Use the same codes for diastolic BP data cleaning.

Data Wrangling, Munging, and Cleaning

Plotting the data again, systolic BP and dystolic data outliers have been removed.

Hypotheses

Before we hypothesize association between the two kinds of blood pressures and CVDs. We want to first look at systolic BP and diastolic BP data distribution across all ages for the group with CVDs present.

Hypotheses

According to American Heart Assocation, a systolic BP of 130+ mmHg or diastolic BP of 80+ mmHg is considered as high blood pressure. Since the group with CVDs presence show high density at 80 - 150 mmHg on the density plot, we make the following hypotheses on the targeted age group:

\[ H_0: \mu_0 = \mu_1 \newline H_a: \mu_0 < \mu_1 \] Null Hypothesis: there is no difference between the mean systolic BP (or diastolic BP) for CVDs and non-CVDs.

Alternative Hypothesis: the mean systolic BP (or diastolic BP) is higher for CVDs than non-CVDs.

Method

Since we are examining differences in systolic BP (or diastolic BP) between two groups (CVDs vs. non-CVDs), we will use two sample z-test to test our null and alternative hypothesis.

We can use z.test() function from BSDA package to perform the test.

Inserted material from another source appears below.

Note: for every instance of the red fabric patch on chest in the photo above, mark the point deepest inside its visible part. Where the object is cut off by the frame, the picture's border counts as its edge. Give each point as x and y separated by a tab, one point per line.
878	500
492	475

We will test at 5% level of significance.

Results - Systolic BP

z.test(systolic_1, systolic_0, alternative='greater', 
       mu=0, sigma.x=systolic_1_sd, sigma.y=systolic_0_sd,conf.level=.95)

## 
##  Two-sample z-Test
## 
## data:  systolic_1 and systolic_0
## z = 6.5588, p-value = 2.713e-11
## alternative hypothesis: true difference in means is greater than 0
## 95 percent confidence interval:
##  2.970174       NA
## sample estimates:
## mean of x mean of y 
##  119.2217  115.2573

Because p-value < 0.05, we REJECT the null hypothesis.

Results - Diastolic BP

z.test(diastolic_1, diastolic_0, alternative='greater', 
       mu=0, sigma.x=diastolic_1_sd, sigma.y=diastolic_0_sd,conf.level=.95)

## 
##  Two-sample z-Test
## 
## data:  diastolic_1 and diastolic_0
## z = 14.353, p-value < 2.2e-16
## alternative hypothesis: true difference in means is greater than 0
## 95 percent confidence interval:
##  5.921546       NA
## sample estimates:
## mean of x mean of y 
##  81.91057  75.22256

Because p-value < 0.05, we REJECT the null hypothesis.

Conclusion

Based on the results from two sample z-test on the dataset of the selected variables, we can conclude that high systolic BP and diastolic BP are CVDs risk factors for the age group of 30 - 40.